MediaWiki Code2Code Search

A high-performance semantic code search engine designed for the MediaWiki ecosystem. Built on the Qwen 0.6B neural retrieval model, optimized for large-scale codebases like MediaWiki Core, Extensions, and WMF Operations. Metadata is managed via indexed SQLite for sub-second responses and a low-memory footprint (Toolforge compatible).

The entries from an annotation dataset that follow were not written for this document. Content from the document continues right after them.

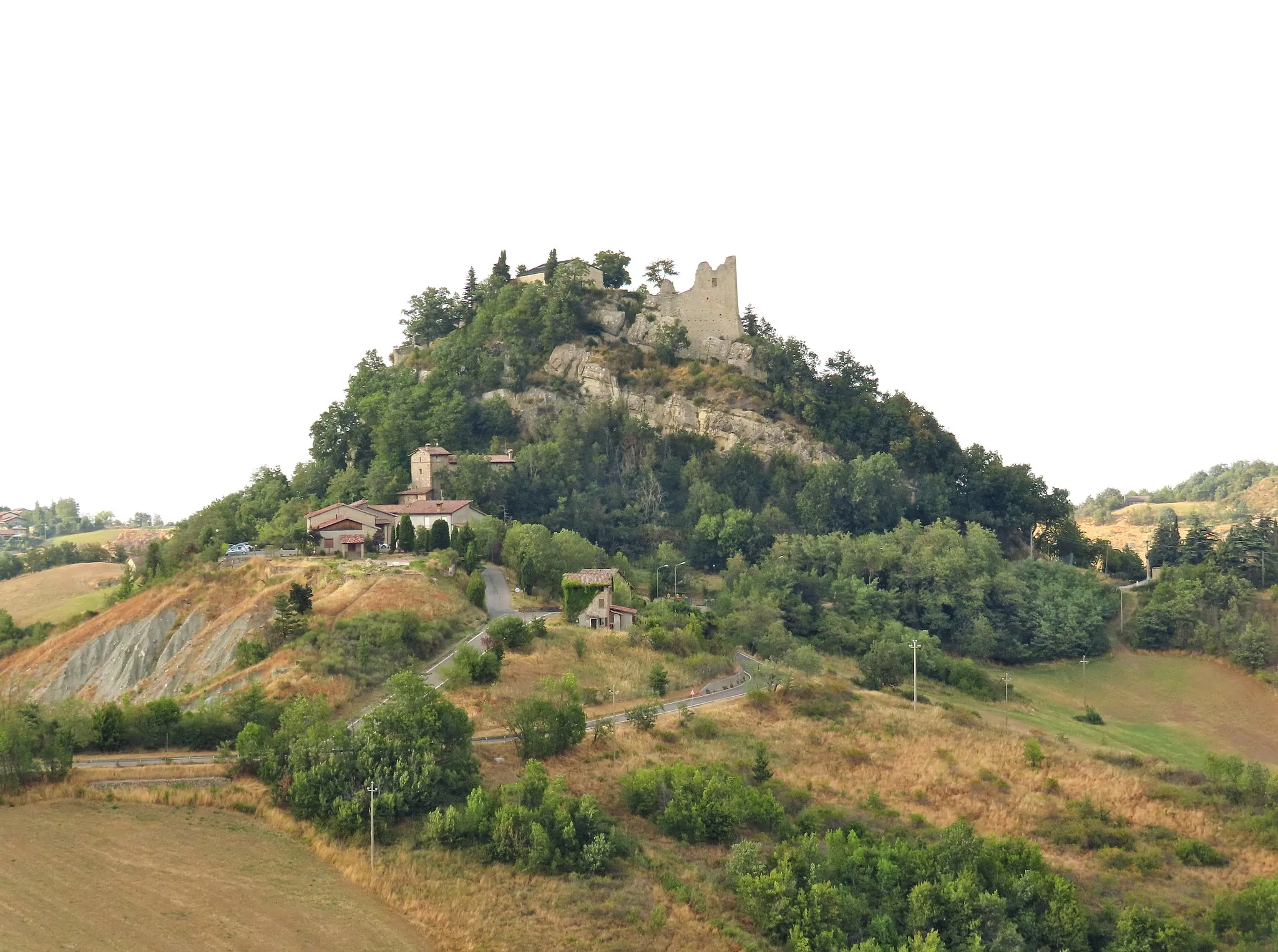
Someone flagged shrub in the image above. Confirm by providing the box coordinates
[506,673,585,760]
[625,704,661,731]
[488,614,533,648]
[1073,704,1106,724]
[424,760,627,874]
[235,638,271,668]
[1172,840,1229,867]
[726,822,1083,952]
[690,714,723,740]
[621,763,784,843]
[648,664,670,697]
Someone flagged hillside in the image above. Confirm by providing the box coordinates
[0,562,124,626]
[0,560,477,704]
[1077,475,1278,553]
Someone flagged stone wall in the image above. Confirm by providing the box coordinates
[644,255,741,341]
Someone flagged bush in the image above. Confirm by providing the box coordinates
[625,704,661,731]
[1172,840,1229,867]
[621,764,786,843]
[424,760,627,874]
[1073,704,1106,724]
[447,644,502,687]
[648,664,670,697]
[488,614,533,648]
[506,673,585,760]
[726,822,1088,952]
[235,638,271,669]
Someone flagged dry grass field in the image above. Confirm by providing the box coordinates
[0,799,432,952]
[0,562,124,625]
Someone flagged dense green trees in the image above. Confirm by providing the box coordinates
[746,522,1117,673]
[506,673,585,760]
[235,671,479,835]
[424,760,627,873]
[594,252,630,288]
[727,822,1090,952]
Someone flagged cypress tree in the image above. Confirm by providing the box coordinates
[461,265,478,312]
[492,248,510,284]
[431,519,449,551]
[1149,508,1181,569]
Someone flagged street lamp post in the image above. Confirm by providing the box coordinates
[910,638,919,711]
[364,781,379,873]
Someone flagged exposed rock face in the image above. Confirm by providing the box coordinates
[39,608,178,703]
[0,580,286,703]
[484,341,834,462]
[627,309,763,379]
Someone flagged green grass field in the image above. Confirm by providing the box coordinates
[36,528,124,546]
[975,648,1278,767]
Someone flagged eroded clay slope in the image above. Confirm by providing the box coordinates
[0,562,316,703]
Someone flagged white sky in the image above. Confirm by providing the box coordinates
[0,2,1278,518]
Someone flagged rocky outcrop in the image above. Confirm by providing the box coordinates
[39,608,178,703]
[0,563,299,703]
[627,309,763,379]
[484,344,834,462]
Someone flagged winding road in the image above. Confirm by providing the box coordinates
[73,565,761,767]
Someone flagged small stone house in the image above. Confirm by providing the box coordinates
[399,445,515,503]
[515,258,603,290]
[563,569,639,631]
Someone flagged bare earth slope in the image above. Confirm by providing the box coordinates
[0,562,124,626]
[0,800,429,952]
[0,562,304,703]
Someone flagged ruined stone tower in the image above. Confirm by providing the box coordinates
[644,255,743,341]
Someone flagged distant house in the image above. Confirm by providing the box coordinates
[515,258,603,290]
[563,569,639,631]
[305,500,484,558]
[399,445,515,503]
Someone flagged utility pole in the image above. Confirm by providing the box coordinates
[364,781,378,873]
[910,638,919,711]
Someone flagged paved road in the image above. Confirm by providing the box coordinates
[82,565,759,767]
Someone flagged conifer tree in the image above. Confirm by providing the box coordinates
[431,519,449,552]
[461,265,479,308]
[1181,512,1221,565]
[1148,508,1181,569]
[492,248,510,284]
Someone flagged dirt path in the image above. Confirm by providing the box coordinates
[0,800,431,952]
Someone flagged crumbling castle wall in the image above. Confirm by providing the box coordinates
[644,255,743,341]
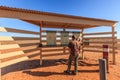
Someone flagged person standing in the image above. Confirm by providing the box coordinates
[64,35,80,75]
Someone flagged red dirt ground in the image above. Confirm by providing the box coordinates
[2,51,120,80]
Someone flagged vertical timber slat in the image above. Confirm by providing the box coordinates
[0,43,2,80]
[112,26,116,64]
[63,28,65,53]
[40,21,43,65]
[81,29,84,60]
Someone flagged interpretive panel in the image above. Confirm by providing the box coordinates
[61,32,69,45]
[46,31,56,45]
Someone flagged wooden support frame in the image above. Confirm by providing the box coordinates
[112,26,116,64]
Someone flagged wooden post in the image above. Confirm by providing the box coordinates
[99,59,107,80]
[63,28,66,53]
[40,21,43,65]
[0,61,2,80]
[112,26,116,64]
[81,29,84,60]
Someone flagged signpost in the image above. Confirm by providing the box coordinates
[47,31,56,46]
[61,32,69,45]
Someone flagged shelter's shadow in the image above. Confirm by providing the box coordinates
[78,70,99,73]
[23,71,64,77]
[78,60,99,66]
[1,59,67,75]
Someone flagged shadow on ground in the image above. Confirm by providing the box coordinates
[2,59,99,76]
[23,71,64,77]
[2,59,67,75]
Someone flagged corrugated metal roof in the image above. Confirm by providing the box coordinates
[0,6,117,23]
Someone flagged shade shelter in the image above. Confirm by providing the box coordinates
[0,6,117,75]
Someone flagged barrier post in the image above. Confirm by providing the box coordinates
[103,45,109,73]
[99,59,107,80]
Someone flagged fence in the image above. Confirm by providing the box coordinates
[83,32,117,53]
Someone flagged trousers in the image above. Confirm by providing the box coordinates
[67,54,79,73]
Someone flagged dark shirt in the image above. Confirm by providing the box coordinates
[68,40,80,55]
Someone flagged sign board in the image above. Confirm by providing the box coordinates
[73,32,81,39]
[47,31,56,45]
[61,32,69,45]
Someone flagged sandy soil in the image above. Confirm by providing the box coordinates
[2,51,120,80]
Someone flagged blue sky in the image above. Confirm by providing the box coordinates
[0,0,120,38]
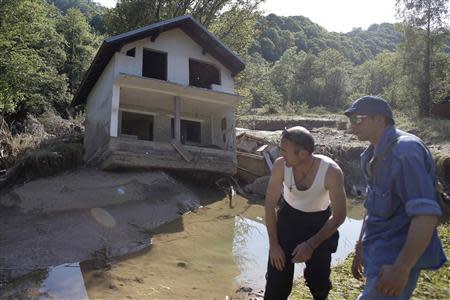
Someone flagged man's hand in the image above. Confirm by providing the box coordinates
[269,244,286,272]
[377,265,410,297]
[292,242,314,263]
[352,243,363,280]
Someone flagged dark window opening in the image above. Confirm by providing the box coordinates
[189,59,220,89]
[142,49,167,80]
[126,48,136,57]
[171,119,202,144]
[120,111,153,141]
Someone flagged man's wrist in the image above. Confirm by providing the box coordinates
[305,240,316,251]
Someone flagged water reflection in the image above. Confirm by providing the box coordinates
[0,263,89,300]
[233,217,362,290]
[0,196,362,299]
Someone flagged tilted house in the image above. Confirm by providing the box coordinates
[72,16,245,174]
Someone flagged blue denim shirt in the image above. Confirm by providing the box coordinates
[361,126,446,276]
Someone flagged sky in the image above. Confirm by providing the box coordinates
[96,0,398,32]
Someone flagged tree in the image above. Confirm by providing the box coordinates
[236,54,282,110]
[0,0,69,114]
[396,0,448,117]
[58,8,99,94]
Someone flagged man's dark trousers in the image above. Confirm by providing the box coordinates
[264,199,339,300]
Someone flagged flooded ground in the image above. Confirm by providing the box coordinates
[83,196,361,299]
[0,196,362,300]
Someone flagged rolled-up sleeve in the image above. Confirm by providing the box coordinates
[395,144,442,217]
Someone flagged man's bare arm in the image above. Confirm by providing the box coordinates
[264,158,286,271]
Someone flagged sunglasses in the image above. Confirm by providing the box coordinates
[348,115,369,125]
[281,127,299,148]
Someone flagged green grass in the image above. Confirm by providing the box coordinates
[291,224,450,300]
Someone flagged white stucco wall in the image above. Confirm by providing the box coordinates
[84,58,115,161]
[116,29,234,93]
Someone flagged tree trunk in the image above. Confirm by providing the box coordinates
[420,2,432,117]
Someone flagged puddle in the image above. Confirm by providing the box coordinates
[0,263,89,300]
[83,196,362,299]
[0,196,362,300]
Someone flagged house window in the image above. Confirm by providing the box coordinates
[120,111,153,141]
[172,118,202,144]
[142,49,167,80]
[189,59,220,89]
[126,48,136,57]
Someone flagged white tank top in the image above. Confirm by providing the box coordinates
[283,154,333,212]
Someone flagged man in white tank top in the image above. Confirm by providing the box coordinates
[264,126,346,300]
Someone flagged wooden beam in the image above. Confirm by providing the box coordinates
[170,140,192,162]
[173,96,181,143]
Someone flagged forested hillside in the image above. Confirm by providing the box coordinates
[249,14,403,64]
[0,0,450,127]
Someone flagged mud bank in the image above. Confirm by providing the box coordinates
[0,169,200,281]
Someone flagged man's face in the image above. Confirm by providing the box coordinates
[349,114,379,141]
[280,138,304,167]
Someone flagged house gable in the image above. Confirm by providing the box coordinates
[72,16,245,106]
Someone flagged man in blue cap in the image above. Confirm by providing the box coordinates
[344,96,446,299]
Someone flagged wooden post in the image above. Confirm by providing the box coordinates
[109,84,120,137]
[173,96,181,142]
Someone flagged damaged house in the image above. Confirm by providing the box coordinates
[72,16,245,174]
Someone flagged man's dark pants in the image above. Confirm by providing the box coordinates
[264,199,339,300]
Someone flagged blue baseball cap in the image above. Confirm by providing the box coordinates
[344,96,394,121]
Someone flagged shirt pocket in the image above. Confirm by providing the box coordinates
[364,186,396,219]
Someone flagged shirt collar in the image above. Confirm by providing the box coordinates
[374,126,397,156]
[361,126,397,159]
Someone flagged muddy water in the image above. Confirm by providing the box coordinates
[82,196,361,299]
[0,195,362,300]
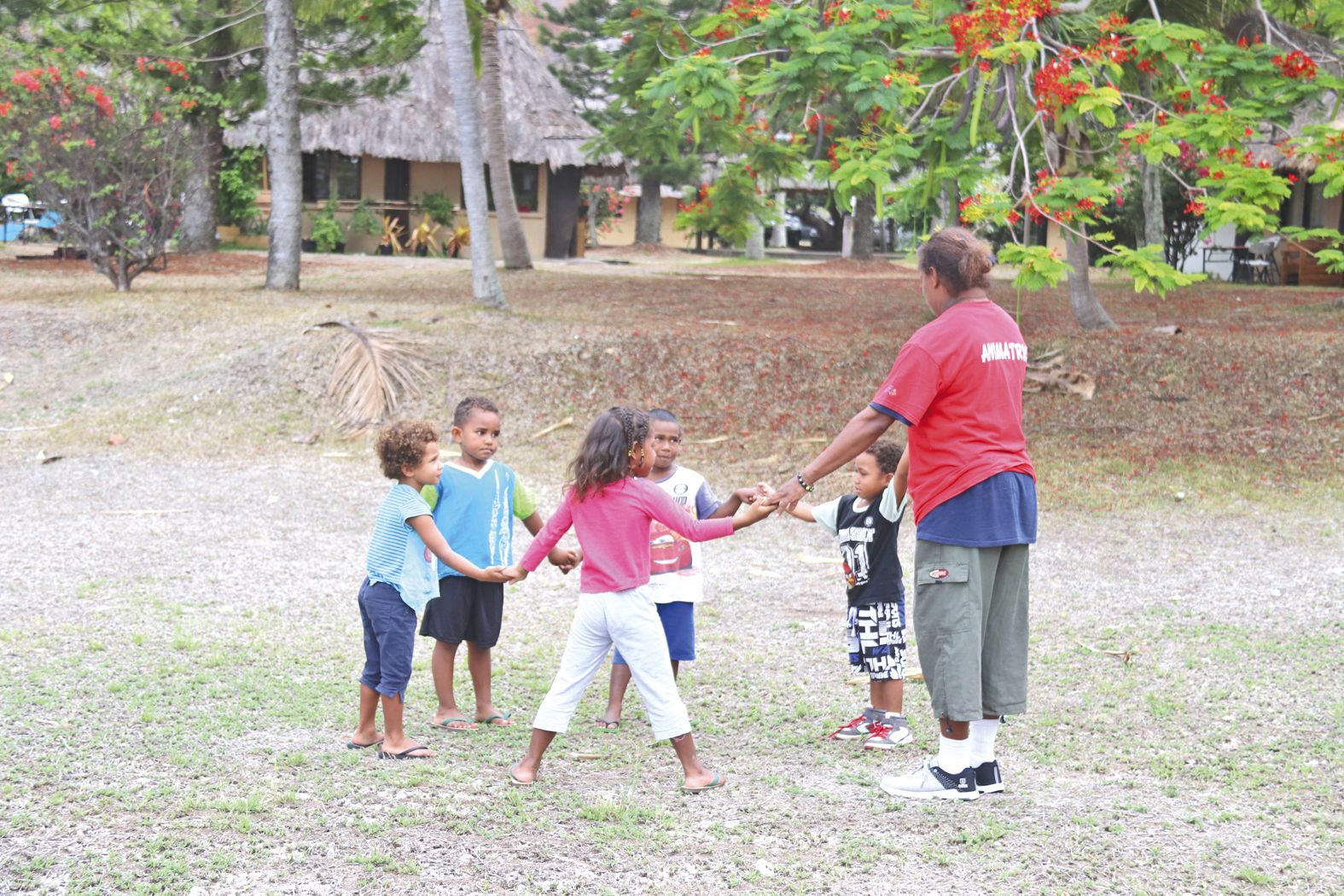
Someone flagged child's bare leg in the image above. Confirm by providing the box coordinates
[383,695,434,756]
[467,641,514,725]
[514,728,555,782]
[602,662,631,725]
[428,641,473,728]
[672,730,713,787]
[350,684,381,744]
[868,678,906,713]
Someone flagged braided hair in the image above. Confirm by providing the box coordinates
[570,405,649,501]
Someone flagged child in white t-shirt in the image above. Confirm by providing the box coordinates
[593,409,769,730]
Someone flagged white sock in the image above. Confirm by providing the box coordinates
[968,719,998,765]
[938,735,970,775]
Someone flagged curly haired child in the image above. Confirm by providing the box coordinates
[346,421,505,759]
[504,407,774,793]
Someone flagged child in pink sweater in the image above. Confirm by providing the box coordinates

As featured on Wikimedia Diff.

✨ Key Features

📂 Global MediaWiki Indexing: Covers Core, Extensions, Skins, Libraries, Services, and more (2,400+ unique repos).
🧠 Single-Stage Neural Retrieval: Uses Qwen3-Embedding-0.6B with FAISS IndexIVFPQ for lightning-fast results (approx. 0.3s).
🌳 Granular Structural Filtering: High-precision extraction and filtering of Functions, Types, Template Functions, and Template Types across 10 languages.
🏗️ Split-Build Architecture: Optimized for asymmetric hardware—run heavy extraction on a laptop and neural vectorization on a GPU.
🌍 Massive Localization Footprint: Fully localized UI supporting 17 languages.
🎨 Codex UI: A clean, accessible frontend built with Wikimedia's Codex Design System for a native look and feel.
🔍 Advanced Multi-select Filtering: Granular control over results by repository group, programming language, and entry type.

📂 Project Structure

mediawiki-code2code-search/
├── frontend/                  # Codex-based Static Frontend
│   ├── css/style.css          # Stylesheets using the Codex Design System
│   ├── js/main.js             # Main frontend application logic
│   └── i18n/                  # Localization JSONs supporting 17 languages
├── backend/                   # FAISS Index, SQLite & Vector DB Management
│   ├── generate_embeddings.py # Computes neural embeddings from raw snippets (saves embeddings.npy)
│   ├── build_index.py         # Trains and builds the FAISS search index from saved embeddings
│   ├── migrate_to_sqlite.py   # RAM optimization script (JSON metadata -> SQLite)
│   ├── functions.db           # SQLite metadata store for fast lookups
│   └── mediawiki.index        # Compiled FAISS vector index
├── preprocessing/             # Global-Scale Indexing Pipeline (Phases 1-3)
│   ├── list_repos.py          # Discovers and lists 2,400+ MediaWiki repositories
│   ├── download_repos.py      # Handles shallow clones of target repositories
│   ├── extract_entities.py    # Structural parsing & AST entity extraction
│   ├── archive_to_swh.py      # Software Heritage archiving pipeline scripts
│   └── resolve_swh_hashes.py  # Resolves local Git hashes to SWH SHA1 IDs
├── tests/                     # Parser & API Verification Suite
│   ├── test_api.py            # Backend API endpoint tests
│   ├── test_*_parser.py       # Syntax extraction validations for 10+ languages
│   └── example.*              # Target language snippets parsed during testing
├── scripts/                   # Internal utilities & metadata migration helpers
├── manuscript/                # Academic paper & System documentation (LaTeX)
│   ├── main.tex               # Manuscript source file documenting architecture
│   └── main.pdf               # Compiled system documentation/paper
├── app.py                     # Root FastAPI web application entry point
├── requirements.txt           # Python backend dependencies
└── CITATION.cff               # CITATION file for academic/repository reference

🚀 Scaling & Pipeline

The indexing pipeline is designed for a mass-scale, distributed build.

🛠️ Setup

Backend (Python)

Create and activate a virtual environment (optional but recommended), then install dependencies:

python -m venv venv
# Windows:
.\venv\Scripts\activate
# Linux/macOS:
source venv/bin/activate

pip install -r requirements.txt

Frontend (Static Assets)

The frontend is built with vanilla JavaScript and the Codex Design System. It consists of static HTML, CSS, and JS files located in the frontend/ directory. These files are served directly by the FastAPI backend.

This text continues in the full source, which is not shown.